Maps are a fun way to explore and learn spatial characteristics of data. With modern R packages, it is extremely easy to create and distribute these visualizations. One particular use of a map is to see how demographic/economic characteristics are spatially distributed across geographic regions. I was particularly interested in how median household income was spatially distributed across Northern Virginia, where I live. There is a wealth of demographic and economic data provided by the U.S. Census Bureau at very low geographies. My goal was to create a Leaflet map that allowed me to see the distribution via a color scale and to click on a Census Tract to see the numbers associated with that area. Below is a preview for you to try out before learning how to create the map.
I will go through the following steps to create my map:
Let’s get started by loading the necessary packages.
We will get our data from the United States Census Bureau API, in particular, the information rich American Community Survey (ACS). The American Community Survey is a massive household survey that collects demographic and housing information and produces very detailed population information. The dataset we will use is the ACS 2017 5-year dataset due to its richness. For more information you can go to the ACS website here.

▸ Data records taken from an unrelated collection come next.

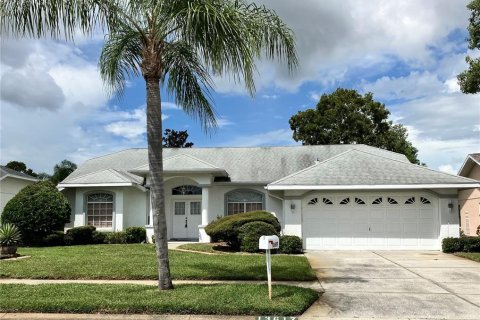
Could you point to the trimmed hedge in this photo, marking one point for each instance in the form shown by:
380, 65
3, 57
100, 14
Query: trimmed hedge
462, 244
54, 239
249, 233
136, 234
290, 245
119, 237
226, 228
79, 235
37, 210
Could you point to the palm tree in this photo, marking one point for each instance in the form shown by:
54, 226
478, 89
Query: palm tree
176, 44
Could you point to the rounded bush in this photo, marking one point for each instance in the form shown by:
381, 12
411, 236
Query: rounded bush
79, 235
226, 228
249, 233
54, 239
116, 237
99, 237
136, 234
290, 245
37, 210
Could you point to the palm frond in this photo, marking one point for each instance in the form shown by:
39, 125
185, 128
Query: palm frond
229, 35
120, 58
189, 82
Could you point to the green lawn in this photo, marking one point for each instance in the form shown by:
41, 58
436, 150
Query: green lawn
475, 256
138, 261
227, 299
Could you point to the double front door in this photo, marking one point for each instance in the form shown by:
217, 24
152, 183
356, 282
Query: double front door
187, 216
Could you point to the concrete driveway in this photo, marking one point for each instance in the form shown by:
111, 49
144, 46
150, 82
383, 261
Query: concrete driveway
395, 285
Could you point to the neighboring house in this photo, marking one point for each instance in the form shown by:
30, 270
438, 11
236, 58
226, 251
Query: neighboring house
334, 197
11, 182
469, 200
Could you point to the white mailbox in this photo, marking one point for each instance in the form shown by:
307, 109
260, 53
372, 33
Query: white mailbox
268, 242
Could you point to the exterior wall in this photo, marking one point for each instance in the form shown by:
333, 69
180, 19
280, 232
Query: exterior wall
469, 201
9, 187
135, 208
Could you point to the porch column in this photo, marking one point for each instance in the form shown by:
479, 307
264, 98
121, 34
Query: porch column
203, 236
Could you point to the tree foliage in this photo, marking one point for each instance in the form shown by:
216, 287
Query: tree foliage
174, 44
37, 210
62, 170
347, 117
20, 167
469, 80
176, 139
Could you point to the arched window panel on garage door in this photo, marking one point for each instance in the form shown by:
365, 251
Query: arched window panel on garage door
392, 200
425, 200
239, 201
410, 200
359, 201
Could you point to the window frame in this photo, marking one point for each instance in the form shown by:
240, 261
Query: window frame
243, 203
86, 203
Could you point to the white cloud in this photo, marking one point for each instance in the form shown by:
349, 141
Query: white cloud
223, 122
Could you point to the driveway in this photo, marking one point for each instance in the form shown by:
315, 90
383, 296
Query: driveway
395, 285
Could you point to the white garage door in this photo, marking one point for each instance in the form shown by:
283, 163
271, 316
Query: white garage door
373, 222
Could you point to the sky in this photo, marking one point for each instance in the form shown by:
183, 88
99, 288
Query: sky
54, 105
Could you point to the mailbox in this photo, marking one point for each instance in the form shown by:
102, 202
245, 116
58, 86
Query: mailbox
268, 242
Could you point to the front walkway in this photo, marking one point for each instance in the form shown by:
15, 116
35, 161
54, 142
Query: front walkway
395, 285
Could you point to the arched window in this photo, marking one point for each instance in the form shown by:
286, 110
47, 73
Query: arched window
186, 190
238, 201
100, 210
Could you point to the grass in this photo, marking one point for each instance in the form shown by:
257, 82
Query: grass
206, 247
244, 299
475, 256
138, 261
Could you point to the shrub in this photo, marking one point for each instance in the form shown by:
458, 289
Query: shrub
249, 233
37, 210
465, 244
290, 245
136, 234
10, 235
99, 237
226, 228
116, 237
79, 235
54, 239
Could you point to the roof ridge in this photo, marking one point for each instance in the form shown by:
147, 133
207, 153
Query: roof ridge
311, 167
417, 165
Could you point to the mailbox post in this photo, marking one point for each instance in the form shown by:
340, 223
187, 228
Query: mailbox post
267, 243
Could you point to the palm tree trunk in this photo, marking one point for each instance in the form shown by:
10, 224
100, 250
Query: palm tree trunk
155, 162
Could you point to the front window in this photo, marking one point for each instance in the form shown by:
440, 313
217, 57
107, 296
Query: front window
100, 210
243, 201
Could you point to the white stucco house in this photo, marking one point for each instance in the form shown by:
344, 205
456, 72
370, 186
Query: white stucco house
334, 197
11, 182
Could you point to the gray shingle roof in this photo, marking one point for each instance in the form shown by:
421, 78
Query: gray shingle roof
7, 171
357, 167
256, 165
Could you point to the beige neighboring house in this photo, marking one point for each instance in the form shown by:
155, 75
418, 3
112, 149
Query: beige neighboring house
11, 182
469, 200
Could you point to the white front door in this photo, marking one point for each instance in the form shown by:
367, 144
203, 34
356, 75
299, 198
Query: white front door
187, 215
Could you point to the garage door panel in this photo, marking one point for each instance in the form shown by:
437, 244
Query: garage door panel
383, 225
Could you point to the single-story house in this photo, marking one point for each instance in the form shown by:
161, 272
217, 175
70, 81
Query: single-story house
469, 199
11, 182
333, 196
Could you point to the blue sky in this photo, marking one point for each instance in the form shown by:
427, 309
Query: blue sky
407, 53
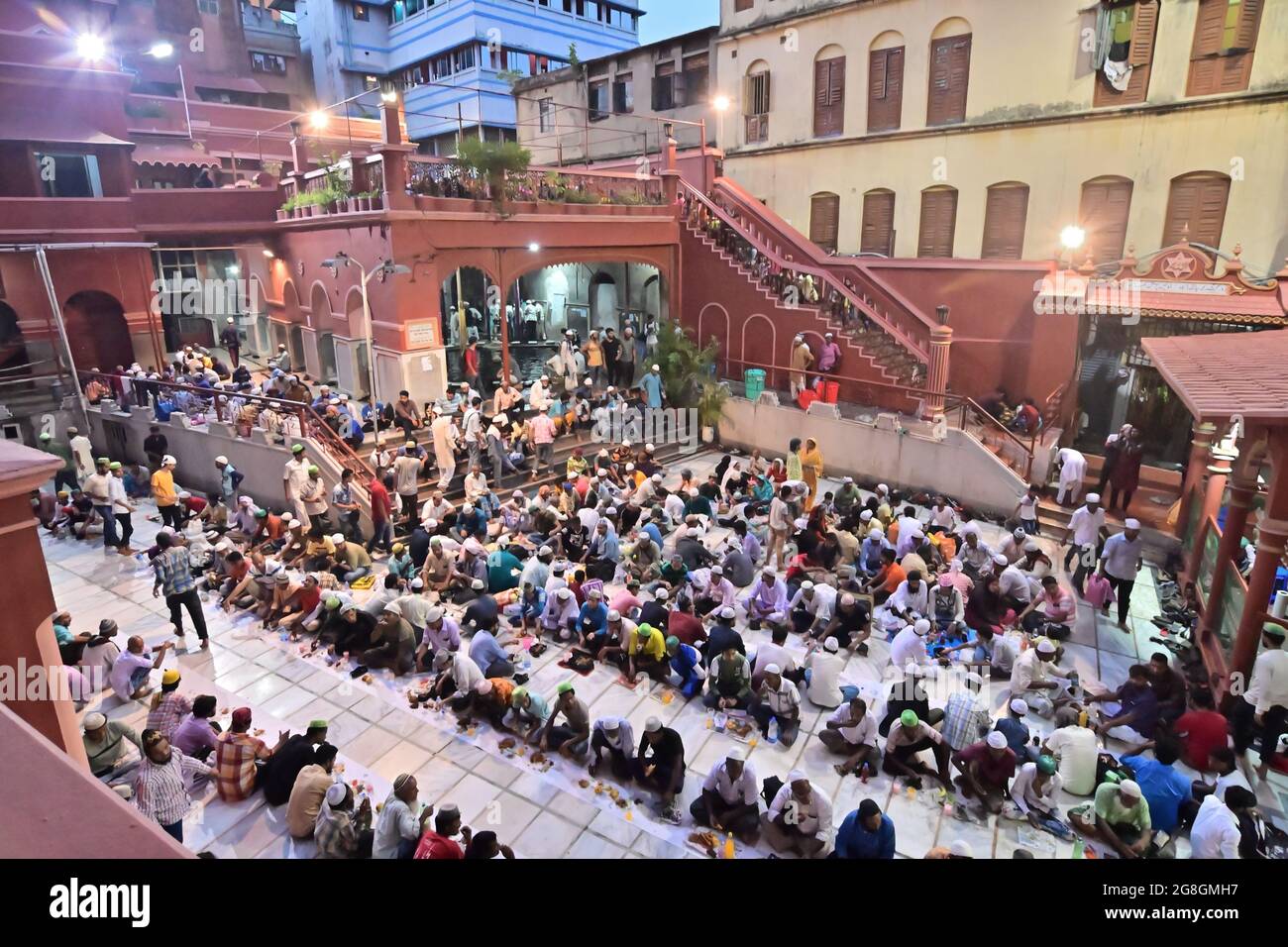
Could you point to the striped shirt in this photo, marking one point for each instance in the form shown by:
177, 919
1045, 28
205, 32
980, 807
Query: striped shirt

To gain access to the ACS data, we will use the acs package to query and pull ACS statistics from the API. Before you can use the package, you must sign up for a key to use the API. Sign up for a Census API key here.
Once we have a key, we register the key with the acs package using the api.key.install package as below.

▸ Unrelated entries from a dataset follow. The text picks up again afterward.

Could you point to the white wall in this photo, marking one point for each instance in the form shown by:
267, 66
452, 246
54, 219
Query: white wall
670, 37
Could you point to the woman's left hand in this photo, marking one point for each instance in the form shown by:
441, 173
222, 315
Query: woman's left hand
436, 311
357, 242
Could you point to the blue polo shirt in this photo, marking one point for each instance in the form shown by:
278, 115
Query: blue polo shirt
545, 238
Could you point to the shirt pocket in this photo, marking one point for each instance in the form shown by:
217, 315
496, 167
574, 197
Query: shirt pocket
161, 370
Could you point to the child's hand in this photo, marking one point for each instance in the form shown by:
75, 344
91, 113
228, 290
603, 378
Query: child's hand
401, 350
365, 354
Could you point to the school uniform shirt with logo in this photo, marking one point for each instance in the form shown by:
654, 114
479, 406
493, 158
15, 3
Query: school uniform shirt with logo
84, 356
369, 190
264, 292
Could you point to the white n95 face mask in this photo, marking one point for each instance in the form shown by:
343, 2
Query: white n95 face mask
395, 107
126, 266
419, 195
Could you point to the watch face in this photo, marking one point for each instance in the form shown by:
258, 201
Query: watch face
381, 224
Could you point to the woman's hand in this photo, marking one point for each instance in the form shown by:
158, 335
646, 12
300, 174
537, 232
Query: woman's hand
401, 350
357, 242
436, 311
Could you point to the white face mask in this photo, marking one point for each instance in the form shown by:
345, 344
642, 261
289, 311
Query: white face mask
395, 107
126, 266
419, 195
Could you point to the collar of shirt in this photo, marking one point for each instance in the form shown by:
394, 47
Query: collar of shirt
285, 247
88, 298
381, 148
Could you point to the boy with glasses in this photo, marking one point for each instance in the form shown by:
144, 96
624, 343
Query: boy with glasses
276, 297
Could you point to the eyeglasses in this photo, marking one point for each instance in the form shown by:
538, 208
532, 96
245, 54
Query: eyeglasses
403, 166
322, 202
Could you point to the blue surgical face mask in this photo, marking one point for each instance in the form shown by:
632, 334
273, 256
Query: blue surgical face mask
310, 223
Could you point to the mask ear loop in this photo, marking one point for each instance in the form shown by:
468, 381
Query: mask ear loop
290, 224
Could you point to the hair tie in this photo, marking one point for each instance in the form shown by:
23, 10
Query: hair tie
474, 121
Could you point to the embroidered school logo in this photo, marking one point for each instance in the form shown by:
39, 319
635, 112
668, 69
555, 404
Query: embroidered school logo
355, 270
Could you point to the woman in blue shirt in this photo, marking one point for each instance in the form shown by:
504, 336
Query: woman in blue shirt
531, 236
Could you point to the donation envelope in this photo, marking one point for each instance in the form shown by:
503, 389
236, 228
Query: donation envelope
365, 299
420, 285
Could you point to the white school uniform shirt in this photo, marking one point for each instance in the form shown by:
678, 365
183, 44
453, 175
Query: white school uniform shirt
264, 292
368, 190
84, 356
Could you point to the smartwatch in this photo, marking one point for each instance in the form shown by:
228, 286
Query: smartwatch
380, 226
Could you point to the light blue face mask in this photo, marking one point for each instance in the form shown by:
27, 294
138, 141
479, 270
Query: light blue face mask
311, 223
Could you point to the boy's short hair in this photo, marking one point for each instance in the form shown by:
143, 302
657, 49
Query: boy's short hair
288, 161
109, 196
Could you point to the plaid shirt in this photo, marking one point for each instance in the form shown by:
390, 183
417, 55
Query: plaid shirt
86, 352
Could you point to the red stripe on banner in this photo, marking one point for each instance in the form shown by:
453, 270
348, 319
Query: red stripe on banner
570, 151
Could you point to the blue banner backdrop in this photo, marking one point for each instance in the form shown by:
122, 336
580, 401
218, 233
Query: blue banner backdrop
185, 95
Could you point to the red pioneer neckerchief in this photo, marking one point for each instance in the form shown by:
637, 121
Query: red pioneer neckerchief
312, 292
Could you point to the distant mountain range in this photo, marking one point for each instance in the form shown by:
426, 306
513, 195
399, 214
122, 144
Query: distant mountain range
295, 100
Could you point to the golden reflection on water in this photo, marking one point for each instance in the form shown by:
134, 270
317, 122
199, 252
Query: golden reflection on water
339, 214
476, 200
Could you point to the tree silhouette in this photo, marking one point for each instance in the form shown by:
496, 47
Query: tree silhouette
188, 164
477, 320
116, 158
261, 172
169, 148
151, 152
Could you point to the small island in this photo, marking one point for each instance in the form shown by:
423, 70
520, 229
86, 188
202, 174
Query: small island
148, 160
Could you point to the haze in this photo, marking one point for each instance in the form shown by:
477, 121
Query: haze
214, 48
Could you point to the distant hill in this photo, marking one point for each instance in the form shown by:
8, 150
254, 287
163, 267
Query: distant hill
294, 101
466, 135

#Census API Key, I included mine so you can try it out
#but you can get one of your own at their website
api.key<-"You're API KEY HERE"
#Register Your API key with the package
api.key.install(key=api.key)Our next task will be to select the geographies we are interested in, for our purpose this will be Census Tracts. To find geographies, you can look google search for State/County FIPS codes, or you can use the geo.lookup function provided by the acs package. Below is an example of some of the counties/cities I am particularly interested in.

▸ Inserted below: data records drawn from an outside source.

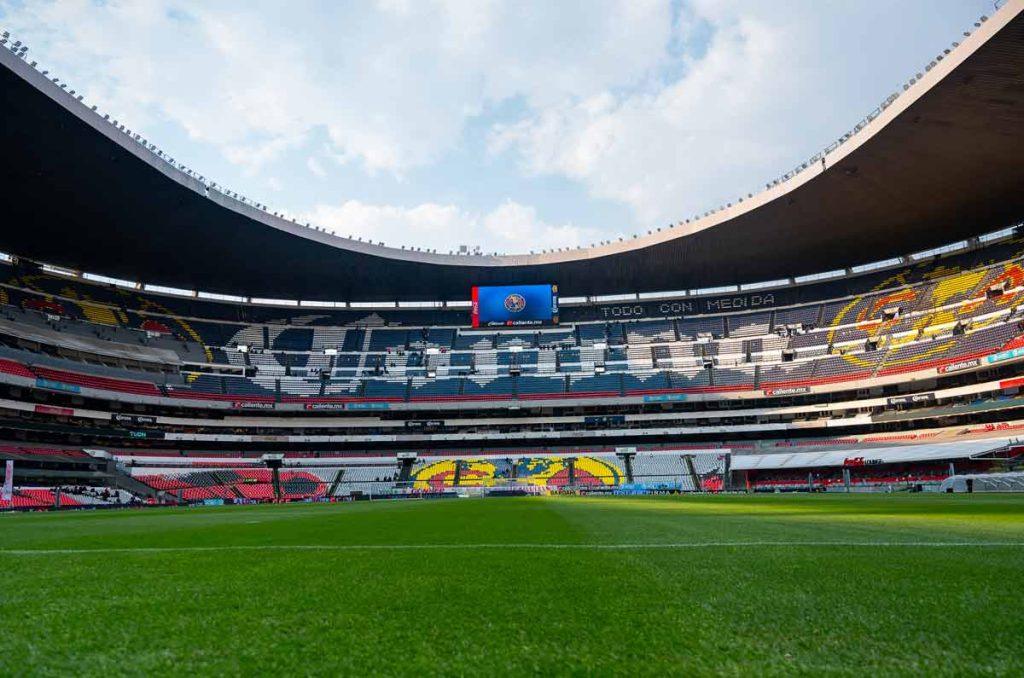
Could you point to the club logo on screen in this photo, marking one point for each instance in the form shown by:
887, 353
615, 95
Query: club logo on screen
515, 303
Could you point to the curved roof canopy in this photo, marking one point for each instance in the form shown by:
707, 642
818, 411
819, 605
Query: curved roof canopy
945, 161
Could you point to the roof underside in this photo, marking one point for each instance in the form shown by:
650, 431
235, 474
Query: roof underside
947, 167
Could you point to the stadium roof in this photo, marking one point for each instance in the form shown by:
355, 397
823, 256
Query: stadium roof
944, 161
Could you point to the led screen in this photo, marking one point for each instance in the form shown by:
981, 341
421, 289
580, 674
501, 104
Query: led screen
515, 305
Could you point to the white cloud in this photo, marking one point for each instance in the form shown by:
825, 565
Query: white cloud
670, 108
315, 167
769, 91
510, 227
392, 86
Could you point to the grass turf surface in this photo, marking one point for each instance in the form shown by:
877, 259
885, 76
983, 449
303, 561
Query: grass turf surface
786, 584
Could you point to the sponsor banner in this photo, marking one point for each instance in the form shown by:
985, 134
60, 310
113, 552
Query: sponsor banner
665, 397
860, 461
57, 385
50, 410
910, 399
8, 481
252, 405
145, 435
514, 305
787, 390
132, 419
425, 424
368, 406
1016, 382
608, 420
325, 406
958, 366
679, 307
1005, 355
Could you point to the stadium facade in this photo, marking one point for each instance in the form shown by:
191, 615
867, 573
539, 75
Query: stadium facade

#First What Geographies do we want?
#Lets pull a few counties of interest from VA
geo.lookup(state="VA",county=c(13,59,510,600))## state state.name county county.name
## 1 51 Virginia NA <NA>
## 2 51 Virginia 13 Arlington County
## 3 51 Virginia 59 Fairfax County
## 4 51 Virginia 510 Alexandria city
## 5 51 Virginia 600 Fairfax city
Once I know what county FIPS I want, I can grab all Census Tracts within these counties/cities using the geo.make function with the list above and submitting the wildcard to the tract argument of the function. We will the returned object to the API to get information from the desired geographies.
#Create Geography Object you Want to Pull
my.geo <- geo.make(state="VA",county=c(13,59,510,600),tract="*")The ACS contains a dizzying number of tabulations. So much that it can be frustrating to find exactly what you want. I have found that the Census Reporter website provides the best interface for looking up what table numbers you want. You can search via keywords in the upper right hand corner of the website. Searching for Median Household Income yields that the table I am interested in is “B19013”. I also supply my geography object to only pull the areas I am interested in.
Furthermore, we want to prepare this data to be linked to our Spatial Polygon Dataframe. I create a GEOID variable to link to the spatial dataset. This variable is a concatenation of the state, county, and tract FIPS code. We also make a variable named “median_income” holding the estimate of median household income.
#Create an object that we will later merge to our spatial data
#NOTE: we need to pad the county FIPS code with 0's so it has width = 3
income_df<- data.frame( GEOID = paste0(income_data@geography$state,
str_pad(income_data@geography$county,
width=3,
side="left",
pad="0"),
income_data@geography$tract
),
median_income = as.numeric(income_data@estimate),
row.names=NULL)To get the shapes for our geographic areas, we will use the tigris package. The tigris package will connect to the Census Bureau’s website, this time however, we will use it to grab shape files containing the geographic boundaries and map information necessary for plotting. We will then merge the information we grabbed in the previous section to it.
We can grab the boundaries of interest using the tigris package’s tracts function. This function will take a state and a set of county FIPS codes as arguments and return a Spatial Polygons Data Frame with the shapes of all Census Tracts in the desired areas.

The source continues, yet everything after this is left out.